Finance and Lending


When confronted with the complex issues and tight deadlines that accompany commercial financing transactions, every client faces different challenges. That’s why our services are tailored to each client’s needs, from offering targeted advice on isolated issues, to negotiating and documenting a transaction from start to finish.  And since we represent both borrowers and lenders, our experience covers a full range of commercial financing transactions, from revolvers, term loans and asset-securitization facilities, to letters of credit, syndicated and participated facilities, and secured and unsecured loans. We also have significant experience handling difficult issues arising from multiple layers of financing and complex structures, including those related to mezzanine financing, subordination agreements, intercreditor agreements, subsidiary and parent guarantees and a wide range of collateral issues.   This depth of knowledge, together with a strong sense of market terms, enables us to negotiate, provide practical advice and successfully close deals for our business clients.
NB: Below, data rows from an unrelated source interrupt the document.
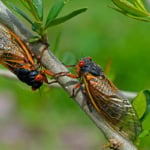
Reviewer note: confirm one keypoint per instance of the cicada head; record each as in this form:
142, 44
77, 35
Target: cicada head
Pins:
32, 78
87, 65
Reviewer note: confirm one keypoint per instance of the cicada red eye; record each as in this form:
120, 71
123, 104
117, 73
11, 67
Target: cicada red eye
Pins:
90, 58
107, 100
39, 77
81, 63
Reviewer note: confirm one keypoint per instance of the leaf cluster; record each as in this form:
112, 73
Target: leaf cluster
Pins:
39, 24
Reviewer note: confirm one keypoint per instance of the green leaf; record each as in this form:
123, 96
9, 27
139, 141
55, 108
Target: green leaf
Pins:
38, 6
140, 104
129, 8
55, 10
20, 12
36, 27
34, 38
67, 17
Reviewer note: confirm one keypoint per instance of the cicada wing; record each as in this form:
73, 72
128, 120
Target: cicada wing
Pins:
115, 108
12, 50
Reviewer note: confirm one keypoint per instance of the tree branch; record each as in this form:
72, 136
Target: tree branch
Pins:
50, 62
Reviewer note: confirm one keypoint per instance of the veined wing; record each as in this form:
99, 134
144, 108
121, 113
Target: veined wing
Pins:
111, 104
13, 52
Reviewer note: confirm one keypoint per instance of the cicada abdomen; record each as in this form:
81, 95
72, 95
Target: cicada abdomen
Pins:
17, 57
107, 99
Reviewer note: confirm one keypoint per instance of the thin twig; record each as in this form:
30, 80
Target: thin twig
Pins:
8, 74
50, 62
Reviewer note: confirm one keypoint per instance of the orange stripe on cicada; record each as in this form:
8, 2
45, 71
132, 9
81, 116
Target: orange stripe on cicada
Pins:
17, 57
104, 96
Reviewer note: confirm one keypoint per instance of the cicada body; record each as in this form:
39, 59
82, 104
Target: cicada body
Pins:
17, 57
107, 99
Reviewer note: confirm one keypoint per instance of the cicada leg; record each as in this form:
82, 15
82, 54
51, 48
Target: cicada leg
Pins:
113, 144
46, 45
87, 100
Representative corporate finance & lending transactions we have handled include representation of the following:

  • the administrative agent in connection with a $130 million syndicated credit facility to a cattle feeding operation;
  • a private equity group with respect to $35 million of senior, mezzanine and seller financing for the acquisition of a mineral product company;
  • a bank providing a $127 million combined revolving credit and term loan facility to a Nasdaq-listed grain company;
  • a NYSE-listed global producer of fabricated metal products in connection with a $200 million bridge credit facility used to fund a tender offer for a company listed on the London Stock Exchange;
  • a bank extending a $45 million revolving credit facility to a SEC-reporting veterinary and animal food distribution business;
  • a Nasdaq-listed hotel REIT in connection with a $46 million revolving credit facility, a $106 million mortgage loan and $70 million of CMBS loans;
  • a bank extending a $48 million revolving credit facility to a hog producer;
  • an agricultural and energy commodities company in connection with a $120 million secured project finance facility;
  • a bank with respect to the purchase of $26 million of bank qualified, tax-exempt bonds used to construct a continuing care retirement community located in Chicago, Illinois;
  • a specialty structures / irrigation equipment manufacturer in connection with revolving credit facilities of $400 million, $280 million and $150 million;
  • a hog processor in connection with a $40 million revolving credit facility, a $60 million term loan and a $30 million construction loan;
  • a home improvement financing company in connection with a $190 million term loan facility; and
  • a dairy product manufacturer with respect to a $225 million revolving credit and term loan facility.

If you’re considering seeking advice from counsel, here’s what we suggest you keep in mind:

  • consult with your legal counsel as early in the transaction process as possible;
  • seek legal counsel that understands market terms and has the knowledge necessary to negotiate and close commercial financing transactions; and
  • insist on being informed and involved throughout the process.